DeepSeek, the Chinese artificial-intelligence startup whose low-cost language models rattled Silicon Valley last year, is designing its own data-center chip for AI inference and has spent about a year lining up hardware partners and hiring engineers for the effort, according to a Reuters report cited Tuesday by Ars Technica and Semafor.

The move, if it delivers working silicon, would make DeepSeek the latest Chinese technology company to answer Beijing's push to wean domestic AI off American components, while widening a homegrown challenge to Huawei, which controls roughly half of China's data-center chip market.

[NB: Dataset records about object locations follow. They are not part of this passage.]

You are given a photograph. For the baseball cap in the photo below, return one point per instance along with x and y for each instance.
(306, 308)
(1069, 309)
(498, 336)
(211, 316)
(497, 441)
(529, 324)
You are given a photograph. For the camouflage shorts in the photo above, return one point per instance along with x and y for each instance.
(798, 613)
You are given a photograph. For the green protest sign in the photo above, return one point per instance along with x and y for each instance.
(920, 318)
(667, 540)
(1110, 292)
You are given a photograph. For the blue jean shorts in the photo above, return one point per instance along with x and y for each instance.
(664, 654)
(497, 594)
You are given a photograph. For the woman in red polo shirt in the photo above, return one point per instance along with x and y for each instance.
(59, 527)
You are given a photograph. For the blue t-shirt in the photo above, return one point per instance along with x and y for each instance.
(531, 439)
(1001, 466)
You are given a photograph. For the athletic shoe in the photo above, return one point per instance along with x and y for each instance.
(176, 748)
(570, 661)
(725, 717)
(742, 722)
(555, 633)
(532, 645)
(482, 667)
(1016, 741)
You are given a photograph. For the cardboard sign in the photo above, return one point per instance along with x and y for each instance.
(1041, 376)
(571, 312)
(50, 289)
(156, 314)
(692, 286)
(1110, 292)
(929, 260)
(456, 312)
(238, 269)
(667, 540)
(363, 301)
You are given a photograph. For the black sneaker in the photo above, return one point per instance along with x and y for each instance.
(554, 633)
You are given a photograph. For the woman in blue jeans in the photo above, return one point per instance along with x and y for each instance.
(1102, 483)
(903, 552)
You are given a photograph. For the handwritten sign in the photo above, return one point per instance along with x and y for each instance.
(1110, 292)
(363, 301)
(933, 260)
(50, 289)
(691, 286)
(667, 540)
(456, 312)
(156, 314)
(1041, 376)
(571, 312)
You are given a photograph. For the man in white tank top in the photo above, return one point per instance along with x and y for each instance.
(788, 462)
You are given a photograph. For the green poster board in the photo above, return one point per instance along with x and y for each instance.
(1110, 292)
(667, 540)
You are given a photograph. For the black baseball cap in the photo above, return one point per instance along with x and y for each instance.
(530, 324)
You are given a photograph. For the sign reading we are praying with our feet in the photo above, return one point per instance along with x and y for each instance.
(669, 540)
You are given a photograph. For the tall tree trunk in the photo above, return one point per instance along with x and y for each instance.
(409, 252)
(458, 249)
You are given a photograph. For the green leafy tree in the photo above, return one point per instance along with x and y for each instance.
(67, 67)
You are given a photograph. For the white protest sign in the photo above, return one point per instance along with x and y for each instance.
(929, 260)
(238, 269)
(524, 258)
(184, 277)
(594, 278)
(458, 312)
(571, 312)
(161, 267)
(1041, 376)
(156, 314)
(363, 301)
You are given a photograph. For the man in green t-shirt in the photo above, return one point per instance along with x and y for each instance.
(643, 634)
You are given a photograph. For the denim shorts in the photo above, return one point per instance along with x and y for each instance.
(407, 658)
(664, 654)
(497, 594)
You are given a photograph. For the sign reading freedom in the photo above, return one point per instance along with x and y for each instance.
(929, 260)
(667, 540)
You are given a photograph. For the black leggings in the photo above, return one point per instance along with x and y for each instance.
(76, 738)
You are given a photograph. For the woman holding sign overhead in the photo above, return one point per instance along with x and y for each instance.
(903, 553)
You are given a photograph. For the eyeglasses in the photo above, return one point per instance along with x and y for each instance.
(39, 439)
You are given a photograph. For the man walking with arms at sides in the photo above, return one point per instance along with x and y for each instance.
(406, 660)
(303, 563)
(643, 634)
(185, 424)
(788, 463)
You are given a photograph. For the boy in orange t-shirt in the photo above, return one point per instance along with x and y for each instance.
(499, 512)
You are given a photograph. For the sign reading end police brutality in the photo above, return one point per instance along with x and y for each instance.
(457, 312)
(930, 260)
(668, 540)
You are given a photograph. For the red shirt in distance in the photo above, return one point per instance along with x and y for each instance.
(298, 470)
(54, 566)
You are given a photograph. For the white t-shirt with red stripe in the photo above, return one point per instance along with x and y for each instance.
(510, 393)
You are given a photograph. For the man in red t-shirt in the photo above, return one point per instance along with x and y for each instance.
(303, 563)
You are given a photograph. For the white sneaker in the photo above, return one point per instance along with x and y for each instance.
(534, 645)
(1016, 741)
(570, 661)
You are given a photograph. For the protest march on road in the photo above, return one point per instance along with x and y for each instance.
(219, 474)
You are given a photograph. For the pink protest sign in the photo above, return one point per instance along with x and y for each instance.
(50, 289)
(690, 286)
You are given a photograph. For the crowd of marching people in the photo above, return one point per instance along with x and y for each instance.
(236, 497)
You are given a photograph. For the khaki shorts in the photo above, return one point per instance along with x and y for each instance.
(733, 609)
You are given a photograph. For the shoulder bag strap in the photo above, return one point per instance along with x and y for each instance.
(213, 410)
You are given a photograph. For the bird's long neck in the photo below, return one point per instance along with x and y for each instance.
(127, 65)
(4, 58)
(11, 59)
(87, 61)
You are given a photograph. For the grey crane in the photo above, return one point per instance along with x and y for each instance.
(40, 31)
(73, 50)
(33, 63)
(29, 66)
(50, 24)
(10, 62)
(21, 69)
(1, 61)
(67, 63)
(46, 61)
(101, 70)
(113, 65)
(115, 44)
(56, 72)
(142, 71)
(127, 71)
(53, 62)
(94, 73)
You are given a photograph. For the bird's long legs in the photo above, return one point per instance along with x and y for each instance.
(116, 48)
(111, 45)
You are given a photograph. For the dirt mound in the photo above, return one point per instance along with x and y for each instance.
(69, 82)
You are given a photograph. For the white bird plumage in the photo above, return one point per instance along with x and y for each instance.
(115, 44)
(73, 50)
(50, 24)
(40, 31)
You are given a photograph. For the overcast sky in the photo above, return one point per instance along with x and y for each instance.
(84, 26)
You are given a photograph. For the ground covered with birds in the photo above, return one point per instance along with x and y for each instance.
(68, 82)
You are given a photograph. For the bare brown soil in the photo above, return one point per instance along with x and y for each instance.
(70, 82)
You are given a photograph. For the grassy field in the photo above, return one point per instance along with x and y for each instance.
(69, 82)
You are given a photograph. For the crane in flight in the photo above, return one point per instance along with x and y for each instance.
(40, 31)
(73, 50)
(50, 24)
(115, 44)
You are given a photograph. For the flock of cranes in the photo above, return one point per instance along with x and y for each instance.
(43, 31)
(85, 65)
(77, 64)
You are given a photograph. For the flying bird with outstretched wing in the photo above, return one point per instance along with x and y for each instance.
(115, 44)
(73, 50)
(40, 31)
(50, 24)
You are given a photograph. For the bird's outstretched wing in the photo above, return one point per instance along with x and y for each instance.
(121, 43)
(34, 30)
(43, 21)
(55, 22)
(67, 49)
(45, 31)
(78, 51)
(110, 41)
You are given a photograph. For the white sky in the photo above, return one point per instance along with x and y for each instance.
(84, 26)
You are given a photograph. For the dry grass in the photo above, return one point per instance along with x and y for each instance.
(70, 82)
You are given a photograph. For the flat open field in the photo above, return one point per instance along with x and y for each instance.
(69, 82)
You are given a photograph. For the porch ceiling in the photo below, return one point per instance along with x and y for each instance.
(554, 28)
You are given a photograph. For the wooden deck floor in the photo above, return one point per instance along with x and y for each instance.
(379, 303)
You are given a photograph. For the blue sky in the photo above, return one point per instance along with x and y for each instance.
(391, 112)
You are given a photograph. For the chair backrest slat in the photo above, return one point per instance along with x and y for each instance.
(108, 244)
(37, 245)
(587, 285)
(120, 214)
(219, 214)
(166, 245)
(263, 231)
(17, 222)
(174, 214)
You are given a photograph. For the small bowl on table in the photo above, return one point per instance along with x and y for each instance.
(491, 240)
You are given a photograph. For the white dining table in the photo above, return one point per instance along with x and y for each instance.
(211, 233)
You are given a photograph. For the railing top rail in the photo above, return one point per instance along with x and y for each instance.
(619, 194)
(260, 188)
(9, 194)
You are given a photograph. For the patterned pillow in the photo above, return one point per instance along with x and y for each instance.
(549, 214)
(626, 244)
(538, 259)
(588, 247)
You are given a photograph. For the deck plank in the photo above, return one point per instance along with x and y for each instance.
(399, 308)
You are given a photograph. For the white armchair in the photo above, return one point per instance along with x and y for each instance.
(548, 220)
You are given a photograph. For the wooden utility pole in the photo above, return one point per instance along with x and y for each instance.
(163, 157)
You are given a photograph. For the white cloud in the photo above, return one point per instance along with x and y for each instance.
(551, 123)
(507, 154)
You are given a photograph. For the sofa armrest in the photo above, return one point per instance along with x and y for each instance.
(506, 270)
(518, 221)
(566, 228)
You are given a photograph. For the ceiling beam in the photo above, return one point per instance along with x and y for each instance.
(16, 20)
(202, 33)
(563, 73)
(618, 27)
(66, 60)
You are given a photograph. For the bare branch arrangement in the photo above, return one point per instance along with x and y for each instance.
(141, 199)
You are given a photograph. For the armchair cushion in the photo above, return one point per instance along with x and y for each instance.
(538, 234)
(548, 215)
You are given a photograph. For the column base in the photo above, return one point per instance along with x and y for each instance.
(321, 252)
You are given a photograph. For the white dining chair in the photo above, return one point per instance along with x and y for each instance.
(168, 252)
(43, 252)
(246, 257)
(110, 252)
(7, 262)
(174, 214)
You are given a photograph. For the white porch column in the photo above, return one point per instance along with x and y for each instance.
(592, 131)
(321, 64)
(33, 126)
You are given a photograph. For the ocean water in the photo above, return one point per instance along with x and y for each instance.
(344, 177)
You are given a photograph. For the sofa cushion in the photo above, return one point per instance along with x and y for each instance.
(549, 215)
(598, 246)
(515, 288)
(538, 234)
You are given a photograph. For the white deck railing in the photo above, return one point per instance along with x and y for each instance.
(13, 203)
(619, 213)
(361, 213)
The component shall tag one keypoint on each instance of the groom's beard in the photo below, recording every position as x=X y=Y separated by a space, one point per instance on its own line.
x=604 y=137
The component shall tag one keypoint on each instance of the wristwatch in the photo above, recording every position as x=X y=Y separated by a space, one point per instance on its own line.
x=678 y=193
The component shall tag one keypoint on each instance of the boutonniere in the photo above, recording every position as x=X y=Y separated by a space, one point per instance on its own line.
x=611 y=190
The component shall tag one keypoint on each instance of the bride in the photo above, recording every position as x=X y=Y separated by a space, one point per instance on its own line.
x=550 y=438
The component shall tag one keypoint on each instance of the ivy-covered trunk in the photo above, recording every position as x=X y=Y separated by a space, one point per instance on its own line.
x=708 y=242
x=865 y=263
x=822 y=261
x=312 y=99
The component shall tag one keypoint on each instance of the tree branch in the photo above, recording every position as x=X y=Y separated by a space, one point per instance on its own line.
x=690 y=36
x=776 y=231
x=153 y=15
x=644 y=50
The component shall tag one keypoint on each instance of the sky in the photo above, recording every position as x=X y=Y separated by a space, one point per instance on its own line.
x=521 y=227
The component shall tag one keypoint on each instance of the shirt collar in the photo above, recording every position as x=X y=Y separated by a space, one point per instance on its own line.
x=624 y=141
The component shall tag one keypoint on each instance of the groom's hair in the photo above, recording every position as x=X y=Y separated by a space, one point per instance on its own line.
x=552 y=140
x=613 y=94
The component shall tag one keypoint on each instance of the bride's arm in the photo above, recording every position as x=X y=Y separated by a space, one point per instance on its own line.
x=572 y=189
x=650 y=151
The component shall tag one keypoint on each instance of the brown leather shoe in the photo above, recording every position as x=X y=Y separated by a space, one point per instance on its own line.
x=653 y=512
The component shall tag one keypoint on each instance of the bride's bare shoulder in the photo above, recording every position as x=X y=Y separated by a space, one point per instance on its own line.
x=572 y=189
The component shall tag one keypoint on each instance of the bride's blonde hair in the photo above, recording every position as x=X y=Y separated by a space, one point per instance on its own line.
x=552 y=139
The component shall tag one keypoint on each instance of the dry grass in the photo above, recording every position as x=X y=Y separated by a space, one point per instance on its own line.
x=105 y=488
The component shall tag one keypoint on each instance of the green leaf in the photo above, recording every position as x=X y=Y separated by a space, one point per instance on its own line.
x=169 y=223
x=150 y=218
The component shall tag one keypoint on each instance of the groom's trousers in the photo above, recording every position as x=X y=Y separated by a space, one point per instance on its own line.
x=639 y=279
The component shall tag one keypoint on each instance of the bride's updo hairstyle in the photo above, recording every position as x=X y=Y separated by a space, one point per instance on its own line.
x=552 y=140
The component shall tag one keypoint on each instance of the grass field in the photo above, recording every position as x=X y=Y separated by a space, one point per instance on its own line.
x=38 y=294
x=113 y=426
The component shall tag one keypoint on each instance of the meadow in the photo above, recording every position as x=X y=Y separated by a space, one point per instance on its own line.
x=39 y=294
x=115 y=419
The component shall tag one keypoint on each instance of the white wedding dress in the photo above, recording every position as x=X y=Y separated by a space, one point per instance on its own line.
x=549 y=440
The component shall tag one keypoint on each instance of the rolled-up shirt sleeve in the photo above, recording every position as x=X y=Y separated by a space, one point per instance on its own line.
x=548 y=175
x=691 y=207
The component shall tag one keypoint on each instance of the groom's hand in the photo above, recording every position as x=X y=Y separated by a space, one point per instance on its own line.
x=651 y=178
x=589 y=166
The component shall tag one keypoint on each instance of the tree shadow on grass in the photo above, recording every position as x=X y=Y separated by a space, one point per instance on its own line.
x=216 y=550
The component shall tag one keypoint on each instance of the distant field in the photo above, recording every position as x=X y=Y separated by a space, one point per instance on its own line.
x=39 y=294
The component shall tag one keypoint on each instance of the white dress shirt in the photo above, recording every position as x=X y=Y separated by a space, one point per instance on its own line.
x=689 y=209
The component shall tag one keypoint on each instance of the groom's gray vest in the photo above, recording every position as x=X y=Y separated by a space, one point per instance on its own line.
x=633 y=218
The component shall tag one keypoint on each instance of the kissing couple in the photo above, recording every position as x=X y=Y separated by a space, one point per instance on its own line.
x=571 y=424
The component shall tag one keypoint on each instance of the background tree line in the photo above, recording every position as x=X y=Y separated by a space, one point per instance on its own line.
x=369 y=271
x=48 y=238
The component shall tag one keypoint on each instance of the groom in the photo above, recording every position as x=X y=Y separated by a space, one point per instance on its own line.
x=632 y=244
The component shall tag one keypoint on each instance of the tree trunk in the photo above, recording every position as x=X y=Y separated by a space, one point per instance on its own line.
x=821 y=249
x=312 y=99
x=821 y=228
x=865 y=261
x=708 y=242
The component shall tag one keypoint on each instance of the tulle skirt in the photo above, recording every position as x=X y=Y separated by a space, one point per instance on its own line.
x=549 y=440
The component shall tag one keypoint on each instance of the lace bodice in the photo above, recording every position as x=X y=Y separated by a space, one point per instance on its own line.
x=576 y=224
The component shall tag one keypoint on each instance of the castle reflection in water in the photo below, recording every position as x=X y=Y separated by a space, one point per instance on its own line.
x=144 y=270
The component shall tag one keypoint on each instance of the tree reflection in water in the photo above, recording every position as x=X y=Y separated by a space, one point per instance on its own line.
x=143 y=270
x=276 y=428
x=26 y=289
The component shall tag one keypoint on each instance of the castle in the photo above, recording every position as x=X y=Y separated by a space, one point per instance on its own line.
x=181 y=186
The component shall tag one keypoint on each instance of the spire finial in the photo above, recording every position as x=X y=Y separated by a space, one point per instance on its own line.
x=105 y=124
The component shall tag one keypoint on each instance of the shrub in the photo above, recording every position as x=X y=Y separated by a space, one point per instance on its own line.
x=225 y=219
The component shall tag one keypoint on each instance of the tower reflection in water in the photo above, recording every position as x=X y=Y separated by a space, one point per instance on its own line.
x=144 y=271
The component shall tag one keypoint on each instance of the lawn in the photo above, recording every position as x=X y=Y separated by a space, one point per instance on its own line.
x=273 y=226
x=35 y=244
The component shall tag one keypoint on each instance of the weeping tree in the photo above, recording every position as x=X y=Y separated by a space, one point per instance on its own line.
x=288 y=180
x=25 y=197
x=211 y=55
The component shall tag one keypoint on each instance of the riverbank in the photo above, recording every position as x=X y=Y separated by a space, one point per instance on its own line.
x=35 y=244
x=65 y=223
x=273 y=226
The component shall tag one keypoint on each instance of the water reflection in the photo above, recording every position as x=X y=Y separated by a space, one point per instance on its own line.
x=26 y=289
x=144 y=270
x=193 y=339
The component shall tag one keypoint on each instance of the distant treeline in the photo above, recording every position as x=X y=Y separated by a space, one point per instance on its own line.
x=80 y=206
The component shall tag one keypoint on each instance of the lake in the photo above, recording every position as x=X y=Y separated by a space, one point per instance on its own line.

It also mirrors an in-house chip push under way at OpenAI and Anthropic, which have grown wary of Nvidia's grip on AI compute.

What's in the plan

Ars Technica, citing three "people familiar with the matter," said DeepSeek is focused on chips for inference — the workload of running a trained AI model — rather than training. The company has been meeting with potential silicon and hardware partners and hiring engineers for the effort for about a year, Reuters reported.

Why now

U.S. export controls have steadily eroded Nvidia's presence in China, Semafor said, leaving Huawei's chip line as the dominant homegrown option in a data-center market it now controls at about 50 percent. Alibaba and Baidu have also stepped up in-house chip designs, part of what Semafor described as a collective response to Beijing's directive to minimize dependence on American technology.

Not just China

OpenAI and Broadcom announced Jalapeño, OpenAI's first chip designed for inference at scale, "just a couple of weeks ago," Ars Technica said. Anthropic has been exploring its own silicon design, though it has not disclosed publicly visible milestones. Ars Technica said full-stack control — from data center down to chip — is becoming a competitive edge in a market where compute is likely to remain scarce and multiple companies are fighting for it.

DeepSeek has not confirmed the effort publicly, and Reuters's account did not identify a foundry partner, a tape-out timeline or a performance target against existing Nvidia or Huawei parts. Chinese officials have said nothing about the project, and none of Tuesday's reporting drew on sources outside Reuters's three "people familiar with the matter."

Reuters said DeepSeek's silicon push has been under way for about a year — a timeline that, if it holds, would put the company's first working samples on a path to surface within the next 12 months.